Published On: Thu, Aug 6th, 2020

Twitter says Android confidence bug gave entrance to approach messages

Twitter says a confidence bug might have unprotected a private approach messages of a Android app users, though pronounced that there was no justification that a disadvantage was ever exploited.

The bug could have authorised a antagonistic Android app using on a same device to siphon off a user’s approach messages stored in a Twitter app by bypassing Android’s built-in information permissions.

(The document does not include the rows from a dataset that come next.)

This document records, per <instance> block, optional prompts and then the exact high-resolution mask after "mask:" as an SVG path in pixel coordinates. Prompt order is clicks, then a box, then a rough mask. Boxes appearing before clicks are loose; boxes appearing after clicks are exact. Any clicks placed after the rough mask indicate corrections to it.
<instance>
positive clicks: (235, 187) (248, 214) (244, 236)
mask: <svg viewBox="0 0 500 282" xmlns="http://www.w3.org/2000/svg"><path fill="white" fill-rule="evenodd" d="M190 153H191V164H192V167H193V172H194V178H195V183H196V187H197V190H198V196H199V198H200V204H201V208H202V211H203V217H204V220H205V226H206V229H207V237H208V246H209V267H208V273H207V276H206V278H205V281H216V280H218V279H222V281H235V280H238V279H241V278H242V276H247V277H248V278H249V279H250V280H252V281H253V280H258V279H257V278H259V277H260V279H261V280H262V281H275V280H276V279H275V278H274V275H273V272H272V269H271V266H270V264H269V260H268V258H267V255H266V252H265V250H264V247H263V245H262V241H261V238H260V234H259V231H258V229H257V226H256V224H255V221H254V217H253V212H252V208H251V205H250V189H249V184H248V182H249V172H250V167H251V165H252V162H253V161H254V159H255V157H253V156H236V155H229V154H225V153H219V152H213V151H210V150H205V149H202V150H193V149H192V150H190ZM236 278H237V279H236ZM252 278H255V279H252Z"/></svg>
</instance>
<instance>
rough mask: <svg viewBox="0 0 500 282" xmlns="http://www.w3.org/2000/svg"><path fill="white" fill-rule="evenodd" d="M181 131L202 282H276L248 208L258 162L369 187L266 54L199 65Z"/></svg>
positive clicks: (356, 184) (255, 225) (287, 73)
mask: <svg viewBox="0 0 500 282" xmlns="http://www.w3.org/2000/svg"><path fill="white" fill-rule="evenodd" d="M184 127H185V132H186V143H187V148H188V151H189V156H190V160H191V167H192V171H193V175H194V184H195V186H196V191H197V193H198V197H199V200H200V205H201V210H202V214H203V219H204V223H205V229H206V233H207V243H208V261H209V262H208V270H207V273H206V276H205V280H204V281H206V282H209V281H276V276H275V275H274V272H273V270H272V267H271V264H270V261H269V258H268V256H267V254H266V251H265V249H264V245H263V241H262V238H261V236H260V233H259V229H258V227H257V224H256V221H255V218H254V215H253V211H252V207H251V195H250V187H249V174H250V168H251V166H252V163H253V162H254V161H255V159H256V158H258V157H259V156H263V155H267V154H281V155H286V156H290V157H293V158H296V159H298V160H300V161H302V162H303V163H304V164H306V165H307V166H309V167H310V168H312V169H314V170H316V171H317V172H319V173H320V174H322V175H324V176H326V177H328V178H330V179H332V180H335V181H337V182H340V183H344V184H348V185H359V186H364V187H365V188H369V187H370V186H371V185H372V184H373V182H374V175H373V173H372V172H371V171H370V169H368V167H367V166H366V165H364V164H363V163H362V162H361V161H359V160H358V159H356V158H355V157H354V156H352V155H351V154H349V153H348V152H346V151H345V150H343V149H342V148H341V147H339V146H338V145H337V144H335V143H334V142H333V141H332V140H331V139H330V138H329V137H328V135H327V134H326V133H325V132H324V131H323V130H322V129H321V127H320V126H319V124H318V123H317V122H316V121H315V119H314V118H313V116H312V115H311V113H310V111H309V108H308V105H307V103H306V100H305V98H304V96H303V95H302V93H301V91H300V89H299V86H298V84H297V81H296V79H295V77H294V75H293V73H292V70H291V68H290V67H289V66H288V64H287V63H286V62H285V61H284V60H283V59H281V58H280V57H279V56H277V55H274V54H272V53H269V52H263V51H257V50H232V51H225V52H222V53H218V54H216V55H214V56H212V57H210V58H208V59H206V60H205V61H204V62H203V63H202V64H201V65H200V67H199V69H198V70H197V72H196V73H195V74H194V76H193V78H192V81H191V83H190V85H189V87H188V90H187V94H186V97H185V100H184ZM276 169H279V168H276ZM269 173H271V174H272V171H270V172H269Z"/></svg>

But, Twitter pronounced that a bug, patched in Oct 2018, usually worked on Android 8 (Oreo) and Android 9 (Pie), and has given been fixed.

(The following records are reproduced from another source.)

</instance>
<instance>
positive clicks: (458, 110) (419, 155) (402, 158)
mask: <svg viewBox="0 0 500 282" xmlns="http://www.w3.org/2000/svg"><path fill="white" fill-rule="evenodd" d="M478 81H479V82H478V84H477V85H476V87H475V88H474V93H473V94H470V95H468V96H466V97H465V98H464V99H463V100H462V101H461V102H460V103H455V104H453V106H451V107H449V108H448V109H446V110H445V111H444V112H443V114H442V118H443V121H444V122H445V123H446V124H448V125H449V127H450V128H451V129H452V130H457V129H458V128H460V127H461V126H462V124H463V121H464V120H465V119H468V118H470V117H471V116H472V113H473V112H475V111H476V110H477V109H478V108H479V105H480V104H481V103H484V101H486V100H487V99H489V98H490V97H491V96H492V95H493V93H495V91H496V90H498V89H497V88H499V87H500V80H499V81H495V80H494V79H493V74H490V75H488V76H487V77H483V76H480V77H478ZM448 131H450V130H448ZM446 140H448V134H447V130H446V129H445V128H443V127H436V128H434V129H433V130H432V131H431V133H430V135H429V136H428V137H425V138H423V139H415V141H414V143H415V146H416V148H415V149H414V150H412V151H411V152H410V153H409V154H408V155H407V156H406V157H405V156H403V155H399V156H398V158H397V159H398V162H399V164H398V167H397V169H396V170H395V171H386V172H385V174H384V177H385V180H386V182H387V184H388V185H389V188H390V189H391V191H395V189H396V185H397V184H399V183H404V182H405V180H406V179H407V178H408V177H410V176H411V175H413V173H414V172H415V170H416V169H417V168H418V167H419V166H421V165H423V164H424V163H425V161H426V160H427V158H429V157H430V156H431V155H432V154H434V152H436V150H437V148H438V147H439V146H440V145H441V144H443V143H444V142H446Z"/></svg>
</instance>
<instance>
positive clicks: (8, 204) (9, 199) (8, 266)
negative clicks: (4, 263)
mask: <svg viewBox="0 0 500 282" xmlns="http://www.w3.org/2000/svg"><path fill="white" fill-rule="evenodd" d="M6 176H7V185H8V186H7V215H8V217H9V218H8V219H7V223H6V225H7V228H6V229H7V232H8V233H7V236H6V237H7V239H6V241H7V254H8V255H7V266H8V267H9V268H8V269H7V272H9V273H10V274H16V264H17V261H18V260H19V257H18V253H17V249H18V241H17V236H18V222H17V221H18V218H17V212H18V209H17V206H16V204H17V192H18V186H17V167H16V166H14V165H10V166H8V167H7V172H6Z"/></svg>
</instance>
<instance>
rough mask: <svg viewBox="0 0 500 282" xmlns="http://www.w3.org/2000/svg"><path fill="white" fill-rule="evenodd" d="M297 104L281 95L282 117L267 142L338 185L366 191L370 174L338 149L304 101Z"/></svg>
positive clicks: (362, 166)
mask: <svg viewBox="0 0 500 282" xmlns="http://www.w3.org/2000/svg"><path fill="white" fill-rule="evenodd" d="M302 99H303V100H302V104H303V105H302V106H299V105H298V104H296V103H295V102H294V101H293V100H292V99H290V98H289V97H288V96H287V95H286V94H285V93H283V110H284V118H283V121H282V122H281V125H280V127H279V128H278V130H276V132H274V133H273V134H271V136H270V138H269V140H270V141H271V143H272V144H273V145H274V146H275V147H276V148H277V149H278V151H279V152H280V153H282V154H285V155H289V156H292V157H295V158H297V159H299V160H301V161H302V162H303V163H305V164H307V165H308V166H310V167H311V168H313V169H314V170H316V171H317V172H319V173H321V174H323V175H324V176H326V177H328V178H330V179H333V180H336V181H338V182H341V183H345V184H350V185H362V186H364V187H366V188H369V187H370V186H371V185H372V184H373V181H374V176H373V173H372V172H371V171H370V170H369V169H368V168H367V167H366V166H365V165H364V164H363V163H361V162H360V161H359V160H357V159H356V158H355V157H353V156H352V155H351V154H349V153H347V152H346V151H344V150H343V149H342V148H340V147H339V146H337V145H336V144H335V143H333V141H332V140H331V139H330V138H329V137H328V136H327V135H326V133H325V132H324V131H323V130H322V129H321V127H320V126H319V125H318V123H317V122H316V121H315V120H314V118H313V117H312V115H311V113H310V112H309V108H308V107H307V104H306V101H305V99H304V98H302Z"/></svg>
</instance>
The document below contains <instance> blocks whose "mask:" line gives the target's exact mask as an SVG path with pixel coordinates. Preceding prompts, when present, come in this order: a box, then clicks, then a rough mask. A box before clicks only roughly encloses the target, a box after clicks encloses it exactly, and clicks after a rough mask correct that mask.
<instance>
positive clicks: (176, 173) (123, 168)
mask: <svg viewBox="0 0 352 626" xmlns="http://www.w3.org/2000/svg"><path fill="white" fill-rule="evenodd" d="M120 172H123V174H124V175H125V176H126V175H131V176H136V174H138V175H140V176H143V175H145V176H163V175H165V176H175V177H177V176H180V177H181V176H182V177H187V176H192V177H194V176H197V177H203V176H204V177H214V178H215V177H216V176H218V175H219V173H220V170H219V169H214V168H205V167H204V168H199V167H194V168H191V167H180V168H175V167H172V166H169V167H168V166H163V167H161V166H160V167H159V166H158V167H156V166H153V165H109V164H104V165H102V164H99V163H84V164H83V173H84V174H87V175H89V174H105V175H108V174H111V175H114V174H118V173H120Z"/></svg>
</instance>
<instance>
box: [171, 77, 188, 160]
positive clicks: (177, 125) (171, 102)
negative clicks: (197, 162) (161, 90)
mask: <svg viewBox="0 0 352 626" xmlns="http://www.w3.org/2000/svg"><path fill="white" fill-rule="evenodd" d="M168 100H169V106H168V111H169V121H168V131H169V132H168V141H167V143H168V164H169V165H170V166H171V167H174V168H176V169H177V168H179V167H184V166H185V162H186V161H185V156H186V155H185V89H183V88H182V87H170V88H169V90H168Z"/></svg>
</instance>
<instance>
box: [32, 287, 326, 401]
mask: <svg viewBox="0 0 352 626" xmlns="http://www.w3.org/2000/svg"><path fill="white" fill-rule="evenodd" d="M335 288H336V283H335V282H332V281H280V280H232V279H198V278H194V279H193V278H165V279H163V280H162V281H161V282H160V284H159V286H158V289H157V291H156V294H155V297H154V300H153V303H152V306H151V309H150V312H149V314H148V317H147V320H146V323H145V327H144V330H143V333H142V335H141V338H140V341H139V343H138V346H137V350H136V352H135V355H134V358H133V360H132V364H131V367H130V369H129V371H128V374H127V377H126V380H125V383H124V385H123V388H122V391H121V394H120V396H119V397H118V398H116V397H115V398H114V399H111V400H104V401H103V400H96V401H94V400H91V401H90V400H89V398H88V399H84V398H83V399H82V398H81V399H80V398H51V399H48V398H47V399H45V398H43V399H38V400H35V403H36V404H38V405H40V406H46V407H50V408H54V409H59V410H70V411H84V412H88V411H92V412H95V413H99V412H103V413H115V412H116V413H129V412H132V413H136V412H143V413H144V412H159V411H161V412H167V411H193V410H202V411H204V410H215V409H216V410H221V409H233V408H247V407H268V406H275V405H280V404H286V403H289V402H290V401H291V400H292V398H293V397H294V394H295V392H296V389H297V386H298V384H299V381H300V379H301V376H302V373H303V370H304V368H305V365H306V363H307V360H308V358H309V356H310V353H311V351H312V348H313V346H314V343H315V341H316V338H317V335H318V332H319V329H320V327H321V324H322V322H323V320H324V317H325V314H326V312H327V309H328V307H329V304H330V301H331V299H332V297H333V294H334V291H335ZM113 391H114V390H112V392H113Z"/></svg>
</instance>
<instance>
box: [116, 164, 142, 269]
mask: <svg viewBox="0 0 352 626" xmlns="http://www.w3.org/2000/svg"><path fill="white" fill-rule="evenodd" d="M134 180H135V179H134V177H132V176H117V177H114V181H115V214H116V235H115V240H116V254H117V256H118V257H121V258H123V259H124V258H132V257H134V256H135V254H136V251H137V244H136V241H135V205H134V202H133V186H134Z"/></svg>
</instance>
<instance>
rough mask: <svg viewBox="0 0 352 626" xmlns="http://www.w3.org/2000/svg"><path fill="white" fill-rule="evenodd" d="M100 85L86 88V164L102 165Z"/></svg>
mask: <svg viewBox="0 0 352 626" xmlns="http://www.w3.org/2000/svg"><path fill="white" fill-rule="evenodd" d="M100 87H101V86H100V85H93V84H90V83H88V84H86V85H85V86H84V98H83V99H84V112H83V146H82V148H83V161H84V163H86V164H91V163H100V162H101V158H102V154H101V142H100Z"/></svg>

A Twitter orator told TechCrunch that a bug was reported by a confidence researcher “a few weeks ago” by HackerOne, that Twitter uses for a bug annuity program.

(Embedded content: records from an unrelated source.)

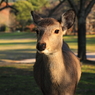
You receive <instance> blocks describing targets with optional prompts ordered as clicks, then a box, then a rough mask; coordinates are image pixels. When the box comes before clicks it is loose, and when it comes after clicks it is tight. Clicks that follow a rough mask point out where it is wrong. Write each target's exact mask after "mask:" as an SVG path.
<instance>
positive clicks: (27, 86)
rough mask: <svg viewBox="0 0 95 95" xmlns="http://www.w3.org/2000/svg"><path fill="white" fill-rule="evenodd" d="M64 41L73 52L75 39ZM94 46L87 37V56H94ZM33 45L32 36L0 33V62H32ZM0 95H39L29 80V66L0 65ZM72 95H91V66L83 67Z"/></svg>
mask: <svg viewBox="0 0 95 95" xmlns="http://www.w3.org/2000/svg"><path fill="white" fill-rule="evenodd" d="M64 39H65V41H66V42H67V43H68V44H69V46H70V48H71V49H72V51H74V52H77V36H64ZM94 42H95V35H87V52H95V43H94ZM35 45H36V35H35V33H0V61H2V60H4V59H5V60H6V59H7V60H9V59H11V60H20V59H28V58H35V52H36V49H35ZM92 46H93V47H92ZM0 95H42V93H41V91H40V89H39V88H38V86H37V85H36V83H35V80H34V78H33V64H15V63H10V64H8V63H3V64H1V63H0ZM76 95H95V65H91V64H83V66H82V77H81V80H80V82H79V84H78V87H77V91H76Z"/></svg>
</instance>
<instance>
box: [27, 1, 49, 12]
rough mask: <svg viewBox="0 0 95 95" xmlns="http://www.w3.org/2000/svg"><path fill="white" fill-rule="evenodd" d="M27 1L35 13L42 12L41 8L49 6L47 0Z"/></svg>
mask: <svg viewBox="0 0 95 95" xmlns="http://www.w3.org/2000/svg"><path fill="white" fill-rule="evenodd" d="M27 1H29V2H30V3H31V4H32V6H33V8H34V10H35V11H42V8H43V7H48V6H49V1H48V0H27Z"/></svg>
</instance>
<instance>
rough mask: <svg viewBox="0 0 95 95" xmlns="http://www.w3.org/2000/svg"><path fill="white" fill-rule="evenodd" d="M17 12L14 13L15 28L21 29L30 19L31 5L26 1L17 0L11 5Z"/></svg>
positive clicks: (32, 8) (23, 28) (31, 9)
mask: <svg viewBox="0 0 95 95" xmlns="http://www.w3.org/2000/svg"><path fill="white" fill-rule="evenodd" d="M13 6H14V7H15V8H16V9H17V10H18V11H19V12H18V13H17V15H16V20H17V22H18V23H17V24H18V25H17V28H19V29H21V30H22V31H23V29H24V27H25V26H26V25H27V23H28V20H29V19H31V16H30V11H31V10H33V6H32V4H31V3H30V2H28V1H25V0H24V1H17V2H15V3H14V5H13Z"/></svg>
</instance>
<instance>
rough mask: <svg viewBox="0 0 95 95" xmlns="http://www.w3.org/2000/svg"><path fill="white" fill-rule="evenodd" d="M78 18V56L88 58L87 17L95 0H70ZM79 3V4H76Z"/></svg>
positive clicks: (72, 6)
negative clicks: (86, 37) (86, 35)
mask: <svg viewBox="0 0 95 95" xmlns="http://www.w3.org/2000/svg"><path fill="white" fill-rule="evenodd" d="M68 2H69V3H70V5H71V7H72V8H73V9H74V11H75V13H76V16H77V18H78V57H79V58H80V60H81V61H85V60H86V17H87V16H88V14H89V13H90V11H91V8H92V7H93V5H94V4H95V0H68ZM76 2H77V4H79V6H77V5H76Z"/></svg>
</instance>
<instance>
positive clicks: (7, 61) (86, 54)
mask: <svg viewBox="0 0 95 95" xmlns="http://www.w3.org/2000/svg"><path fill="white" fill-rule="evenodd" d="M75 55H77V54H76V53H75ZM86 55H87V59H88V60H91V61H95V52H94V53H87V54H86ZM34 62H35V58H33V59H23V60H1V61H0V65H2V64H8V63H22V64H27V63H32V64H33V63H34Z"/></svg>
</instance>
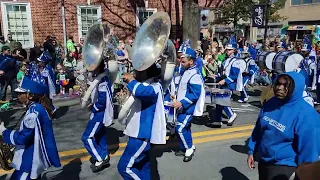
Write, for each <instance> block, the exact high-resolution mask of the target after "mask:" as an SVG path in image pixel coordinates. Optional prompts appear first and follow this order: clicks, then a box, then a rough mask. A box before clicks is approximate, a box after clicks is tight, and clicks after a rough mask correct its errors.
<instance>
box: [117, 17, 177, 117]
mask: <svg viewBox="0 0 320 180" xmlns="http://www.w3.org/2000/svg"><path fill="white" fill-rule="evenodd" d="M170 29H171V21H170V17H169V15H168V13H166V12H157V13H154V14H153V15H152V16H150V17H149V18H148V19H147V20H146V21H145V22H144V23H143V24H142V26H141V27H140V29H139V31H138V32H137V35H136V38H135V40H134V43H133V48H132V65H133V68H134V69H135V70H136V71H144V70H146V69H148V68H149V67H150V66H152V65H153V64H155V62H156V61H158V60H159V59H160V61H161V84H162V88H163V90H165V89H167V87H168V86H169V84H170V82H171V80H172V77H173V72H174V68H175V61H176V50H175V47H174V45H173V43H172V41H171V40H169V35H170ZM127 95H128V94H127ZM124 99H126V101H125V103H124V104H123V105H121V107H120V111H119V115H118V120H119V121H120V122H122V123H123V121H122V120H123V119H124V118H125V117H126V116H127V115H128V113H129V110H130V109H131V105H132V104H133V103H134V97H133V96H132V95H131V96H129V97H125V98H124Z"/></svg>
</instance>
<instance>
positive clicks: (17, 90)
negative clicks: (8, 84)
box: [14, 87, 27, 93]
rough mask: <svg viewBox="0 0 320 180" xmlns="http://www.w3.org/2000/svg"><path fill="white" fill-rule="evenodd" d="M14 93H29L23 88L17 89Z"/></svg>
mask: <svg viewBox="0 0 320 180" xmlns="http://www.w3.org/2000/svg"><path fill="white" fill-rule="evenodd" d="M14 91H15V92H18V93H25V92H27V91H26V90H24V89H22V88H20V87H18V88H16V89H15V90H14Z"/></svg>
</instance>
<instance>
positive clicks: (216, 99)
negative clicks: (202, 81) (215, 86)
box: [211, 88, 232, 106]
mask: <svg viewBox="0 0 320 180" xmlns="http://www.w3.org/2000/svg"><path fill="white" fill-rule="evenodd" d="M211 93H212V103H215V104H218V105H221V106H231V100H230V98H231V94H232V92H231V91H230V90H229V89H216V88H213V89H211Z"/></svg>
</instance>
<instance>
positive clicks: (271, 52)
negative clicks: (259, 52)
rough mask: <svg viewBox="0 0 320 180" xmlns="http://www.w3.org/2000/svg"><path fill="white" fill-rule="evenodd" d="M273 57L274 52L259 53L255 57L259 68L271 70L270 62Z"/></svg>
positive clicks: (270, 65) (261, 68)
mask: <svg viewBox="0 0 320 180" xmlns="http://www.w3.org/2000/svg"><path fill="white" fill-rule="evenodd" d="M275 55H276V53H275V52H269V51H265V52H261V53H260V54H259V55H258V57H257V61H258V66H259V68H260V69H269V70H272V60H273V58H274V56H275Z"/></svg>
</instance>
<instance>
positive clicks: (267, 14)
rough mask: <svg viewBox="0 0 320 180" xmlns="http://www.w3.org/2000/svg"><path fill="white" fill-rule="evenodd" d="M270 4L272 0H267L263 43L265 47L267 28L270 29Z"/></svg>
mask: <svg viewBox="0 0 320 180" xmlns="http://www.w3.org/2000/svg"><path fill="white" fill-rule="evenodd" d="M269 6H270V1H269V0H267V1H266V4H265V8H266V10H265V23H264V36H263V42H264V43H263V44H264V49H266V48H267V30H268V21H269V17H268V16H269Z"/></svg>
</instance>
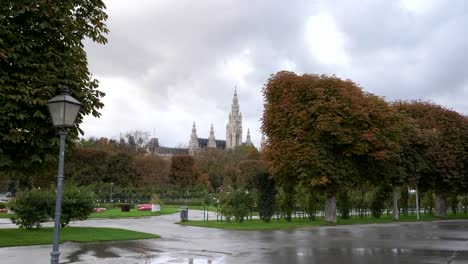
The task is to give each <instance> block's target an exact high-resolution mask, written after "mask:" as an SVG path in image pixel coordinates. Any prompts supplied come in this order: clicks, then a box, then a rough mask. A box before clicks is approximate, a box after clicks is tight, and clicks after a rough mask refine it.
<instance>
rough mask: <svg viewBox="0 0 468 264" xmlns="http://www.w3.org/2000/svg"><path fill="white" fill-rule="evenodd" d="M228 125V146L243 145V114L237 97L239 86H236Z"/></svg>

“Since then, we have been operative to keep accounts secure,” pronounced a spokesperson. “Now that a emanate has been fixed, we’re vouchsafing people know.” Twitter pronounced it waited to let a users know in sequence to forestall someone from training about a emanate and holding advantage of it before it was fixed.

The notice sent to influenced Twitter users. Image Credits: TechCrunch

Twitter pronounced a immeasurable infancy of users had updated their Twitter for Android app and were no longer vulnerable. But a association pronounced about 4% of users are still using an aged and exposed chronicle of a app, and users will be told to refurbish a app as shortly as possible.

Many users began seeing in-app pop-ups notifying them of a issue.

News of a confidence emanate comes only weeks after a association was strike by a hacker, who gained entrance to an inner “admin” tool, that along with dual other accomplices hijacked high-profile Twitter accounts to widespread a cryptocurrency fraud that betrothed to “double your money.” The penetrate and successive fraud netted over $100,000 in scammed funds.

The Justice Department charged 3 people — including one teen — allegedly obliged for a incident.